Grigoriy Galunskiy with his family

This is my mother's oldest brother Grigoriy Galunskiy with his family. He is in the background, his wife Esther Galunskaya, nee Grinblat is on his left and their daughter Ida on his right. His son Yakov is sitting in the foreground. This photo was taken somewhere in Russia. Grigoriy sent it in the 1930s. Grigoriy Galunskiy, the oldest of the siblings, was born in 1896. He became a communist. Mama told me he was under arrest frequently and once he was even sentenced to death. Then the rabbi himself spoke for Grigoriy. Though it was Saturday, he signed a petition, which saved Grigoriy's life. After 1919 Grigoriy lived in the USSR and later he moved to Vilnius as Consul of the Soviet Russia in Lithuania. The capital of Lithuania at that time was Kaunas and Grigoriy, his wife Esther and their children lived in Kaunas. My mother, who loved her older brother, left Varena to live with them. Mama told me that Grigoriy's children loved her dearly. Grigoriy's wife was a Jewish woman from Kaunas.
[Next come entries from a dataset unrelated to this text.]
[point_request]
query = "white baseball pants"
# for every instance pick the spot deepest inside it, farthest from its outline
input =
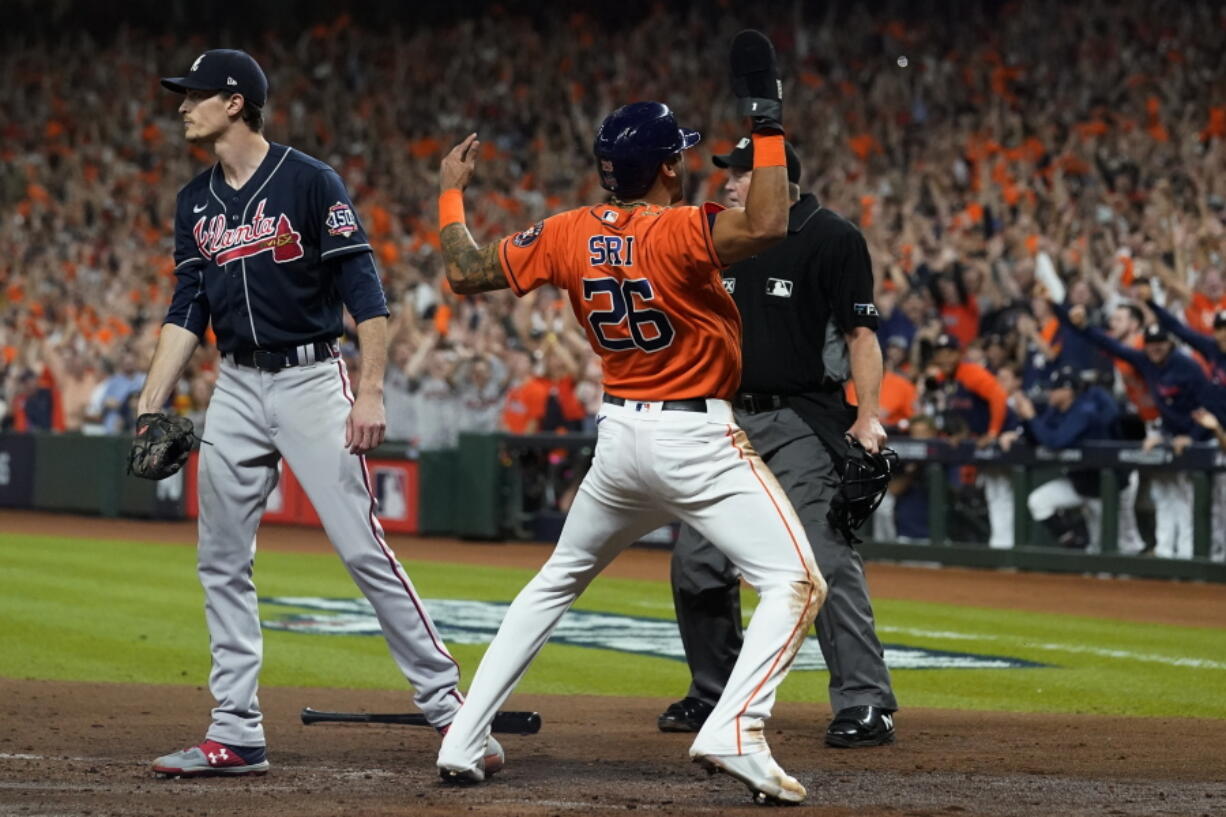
(652, 465)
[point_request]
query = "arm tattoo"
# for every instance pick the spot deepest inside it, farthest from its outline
(470, 268)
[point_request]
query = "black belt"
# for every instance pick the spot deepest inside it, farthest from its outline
(274, 360)
(696, 404)
(755, 404)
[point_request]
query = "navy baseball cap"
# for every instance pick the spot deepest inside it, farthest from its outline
(742, 158)
(223, 69)
(1155, 334)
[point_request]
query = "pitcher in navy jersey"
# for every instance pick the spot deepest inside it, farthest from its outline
(267, 248)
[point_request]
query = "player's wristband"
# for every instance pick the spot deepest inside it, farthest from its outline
(451, 207)
(769, 151)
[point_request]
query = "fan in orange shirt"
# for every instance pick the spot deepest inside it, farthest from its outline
(643, 276)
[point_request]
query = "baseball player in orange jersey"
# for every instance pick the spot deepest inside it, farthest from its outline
(643, 277)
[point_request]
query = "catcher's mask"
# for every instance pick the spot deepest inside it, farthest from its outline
(864, 480)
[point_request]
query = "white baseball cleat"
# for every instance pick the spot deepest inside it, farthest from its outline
(768, 783)
(491, 763)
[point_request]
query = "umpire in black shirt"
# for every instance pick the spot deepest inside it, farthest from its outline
(809, 324)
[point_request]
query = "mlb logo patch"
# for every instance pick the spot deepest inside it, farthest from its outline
(529, 236)
(779, 287)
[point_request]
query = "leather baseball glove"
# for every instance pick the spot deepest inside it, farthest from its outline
(161, 445)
She was also a convinced communist. Esther was a dentist by profession. She provided her services to prisoners in the local jail. After finishing his military service in Lithuania, Grigoriy was appointed consul in Trieste, Italy. My mother never saw him again. It was only in the late 1930s when a newspaper published the information that Grigoriy Galunskiy, a famous Bolshevik, had died in Odessa. My father decided not to mention to my mother that her beloved brother had died hoping that she would never find out, but she did. Her neighbor visited her and together they were looking at old photographs, when the neighbor expressed her regrets about my mother brother's early death. She also mentioned that she had read about it in the newspapers. Her brother's death was a tragedy for my mother. She mourned for him for seven days sitting on the floor wearing torn clothes. I don't know what happened to Grigoriy's wife or children. I failed to find them after the Great Patriotic War however hard I tried.